- Origin: Essex, England
- Genres: Post-hardcore, metalcore
- Years active: 2003–2012
- Labels: Small Town Records
- Members: Marc Halls Will Phillipson Mike Curtis Jay Styler Rob Clemson
- Past members: Phil Walker Richard Duvale
- Website: Official website

= Fei Comodo =

British post-hardcore band

Fei Comodo were an English five-piece post-hardcore band from Essex, England. They were signed to Small Town Records and developed a strong fanbase since their formation through playing many live shows across the country. They released five EPs, two singles, and one studio mini album. Renowned for an energetic live show the band completed several UK tours with other hardcore and metalcore bands from the South East, such as InMe and Bury Tomorrow.

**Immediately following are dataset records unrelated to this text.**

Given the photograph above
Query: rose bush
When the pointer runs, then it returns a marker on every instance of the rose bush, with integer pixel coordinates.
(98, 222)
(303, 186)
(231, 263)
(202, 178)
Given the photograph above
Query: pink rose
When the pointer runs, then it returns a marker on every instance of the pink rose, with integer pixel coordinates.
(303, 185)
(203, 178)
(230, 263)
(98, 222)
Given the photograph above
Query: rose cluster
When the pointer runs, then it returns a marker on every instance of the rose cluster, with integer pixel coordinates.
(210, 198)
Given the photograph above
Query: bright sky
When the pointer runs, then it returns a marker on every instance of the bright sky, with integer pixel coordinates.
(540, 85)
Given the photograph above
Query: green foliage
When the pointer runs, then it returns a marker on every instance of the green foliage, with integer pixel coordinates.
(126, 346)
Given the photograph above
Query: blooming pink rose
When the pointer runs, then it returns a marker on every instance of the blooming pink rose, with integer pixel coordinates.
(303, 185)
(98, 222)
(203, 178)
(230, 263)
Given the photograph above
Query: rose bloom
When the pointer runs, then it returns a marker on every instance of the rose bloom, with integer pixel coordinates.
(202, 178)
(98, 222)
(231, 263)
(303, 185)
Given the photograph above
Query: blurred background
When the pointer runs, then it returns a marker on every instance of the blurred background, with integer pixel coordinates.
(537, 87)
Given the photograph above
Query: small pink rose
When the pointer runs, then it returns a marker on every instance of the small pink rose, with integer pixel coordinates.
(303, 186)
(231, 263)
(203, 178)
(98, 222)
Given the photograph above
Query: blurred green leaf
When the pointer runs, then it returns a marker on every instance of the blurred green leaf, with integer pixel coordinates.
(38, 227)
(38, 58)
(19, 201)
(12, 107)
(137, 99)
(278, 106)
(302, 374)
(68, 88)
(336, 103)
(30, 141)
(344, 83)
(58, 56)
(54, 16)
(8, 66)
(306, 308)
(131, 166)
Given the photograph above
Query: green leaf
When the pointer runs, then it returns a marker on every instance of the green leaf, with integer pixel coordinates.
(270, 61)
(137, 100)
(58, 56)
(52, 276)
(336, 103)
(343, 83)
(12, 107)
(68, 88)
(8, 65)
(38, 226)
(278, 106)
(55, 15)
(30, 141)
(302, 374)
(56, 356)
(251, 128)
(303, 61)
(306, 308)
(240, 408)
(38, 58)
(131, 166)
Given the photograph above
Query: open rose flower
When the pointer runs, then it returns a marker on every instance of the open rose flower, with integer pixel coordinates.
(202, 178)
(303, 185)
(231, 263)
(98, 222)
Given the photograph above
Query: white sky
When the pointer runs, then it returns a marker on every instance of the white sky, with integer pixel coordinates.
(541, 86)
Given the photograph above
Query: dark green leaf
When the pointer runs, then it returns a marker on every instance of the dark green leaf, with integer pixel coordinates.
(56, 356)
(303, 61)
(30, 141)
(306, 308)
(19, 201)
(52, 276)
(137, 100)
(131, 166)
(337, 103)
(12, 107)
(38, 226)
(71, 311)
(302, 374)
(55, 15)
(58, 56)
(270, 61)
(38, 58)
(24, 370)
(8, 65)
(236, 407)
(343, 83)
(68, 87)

On 3 May 2012, the band announced they would be disbanding following the release of Behind the Bright Lights and subsequent tour.

== History ==
===Formation and early years===
Fei Comodo formed in May 2003 with an original line-up consisting of Marc Halls (vocals and guitar), Will Phillipson (guitar), Phil Walker (bass) and Richard Duvale (drums). After a series of line up changes, they finally recruited their current line up with Mike Curtis (guitar) being added and bass being inherited by Jay Styler and drums by Rob Clemson.

During this period, the band released four EPs, Fei Comodo, One Man Stands Alive, This One's for Us and Go, Go! Emo Rangers. One of their first gigs was at the infamous 'Whoopfest' event in the New Windmill Hall in Upminster. In September 2007, Fei Comodo toured as support for fellow Essex band InMe.

===They All Have Two Faces (2008–2011)===
In September 2008, they released a mini-album titled They All Have Two Faces. Following that the band supported Blessed by a Broken Heart in December 2008 and embarked on a headline tour in February/March 2009 to promote the mini-album.

In 2009, the band landed a spot playing on the third stage in the Red Bull tent at Download Festival and in October, Fei Comodo played Freestyle Festival as one of the headlining bands on the main stage alongside CKY. The band were nominated for 'Best British Newcomer' at the Kerrang! Awards 2009. In 2010, Fei Comodo performed at Sonisphere.

===The Life They Lead (2011–2012)===
In May 2011, the band released a new 4-track EP, The Life They Lead. In support of this release, Fei Comodo supported Exit Ten on their UK tour.

===Behind the Bright Lights (2012)===
The release of Behind the Bright Lights, the band's debut full-length album, was initially scheduled for May 2012. However, on 3 May 2012, the band announced that they would be splitting up and the album release date would be postponed until July 2012. The band had been running a project on PledgeMusic which allowed fans to purchase a special edition of Behind the Bright Lights. This project was extended after the announcement of the band's split. Two singles were released from the album, namely "The Air Is Cold Tonight" and "A Different World", and music videos were recorded for both of these tracks.

Fei Comodo played their final shows after the release of the album in the summer of 2012, supported by Paige, Evarose and I Divide.

===Hey Vanity===
After the break-up of the band, Marc Halls, Will Phillipson and Ash Clarke formed a new band along with bassist Tom Pullen.

== Discography ==
===Studio albums===
- They All Have Two Faces (2008)
- Behind the Bright Lights (2012)

===EPs===
- Fei Comodo EP (2003)
- One Man Stands Alive EP (2004)
- This One's For Us EP (2005)
- Go, Go! Emo Rangers EP (2006)
- The Life They Lead (2011)

===Singles===
- "Break the Ice" (2008)
- "Behind Bars" (2009)
- "The Air Is Cold Tonight" (2012)
- "A Different World" (2012)

==Members==
- Marc Halls – Vocals
- Will Phillipson – Guitar
- Mike Curtis – Guitar
- Jay Styler – Bass
- Rob Clemson – Drums

==In media==
Fei Comodo are most commonly cited for providing the theme tune for the popular MTV UK show, Mighty Moshin' Emo Rangers.